Japan’s SoftBank gave Sprint Nextel (S) a waiver that will allow the U.S. wireless carrier to sign a nondisclosure agreement with Dish Network (DISH), which made a competing bid for Sprint.

Earlier this month, the satellite television provider offered $25.5 billion in cash and stock to acquire Sprint, which was in line to be purchased by Softbank for $20.1 billion.

Sprint said Monday the waiver lets it see financial information from Dish Network, but it does not give Dish access to nonpublic Sprint information. It also does not permit Sprint to begin negotiations with Dish.

Dish Network confirmed it received a nondisclosure agreement from Sprint and reiterated its belief that Sprint’s board will determine Dish’s proposal is superior. The company added that it has “exceeded the standards” presented in Sprint and Softbank’s agreement by providing a written proposal “that is reasonably likely to lead to a superior offer.”

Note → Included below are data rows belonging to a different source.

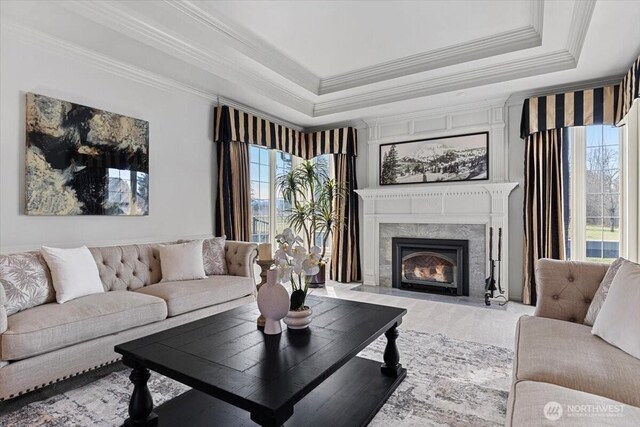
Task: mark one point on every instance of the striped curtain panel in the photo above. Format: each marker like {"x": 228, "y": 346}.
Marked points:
{"x": 235, "y": 125}
{"x": 345, "y": 256}
{"x": 628, "y": 91}
{"x": 234, "y": 130}
{"x": 579, "y": 108}
{"x": 233, "y": 199}
{"x": 543, "y": 204}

Softbank said it remains confident its merger agreement with Sprint, the third-largest carrier in the U.S., “provides the shareholders of Sprint significantly more value than the highly leveraged approach made by Dish.”

Softbank added that it has already provided Sprint with $3.1 billion of capital and aims to close the deal on July 1 or sooner, pending regulatory approvals.

Sprint’s recent quarterly results have been pressured by the shutdown of its Nextel network and continued customer losses. Last week, Sprint reported a narrower first-quarter loss on slight revenue growth.

Shares of Sprint were trading a penny higher at $7.13 Monday afternoon. Dish Network shares rose 19 cents to $40.18.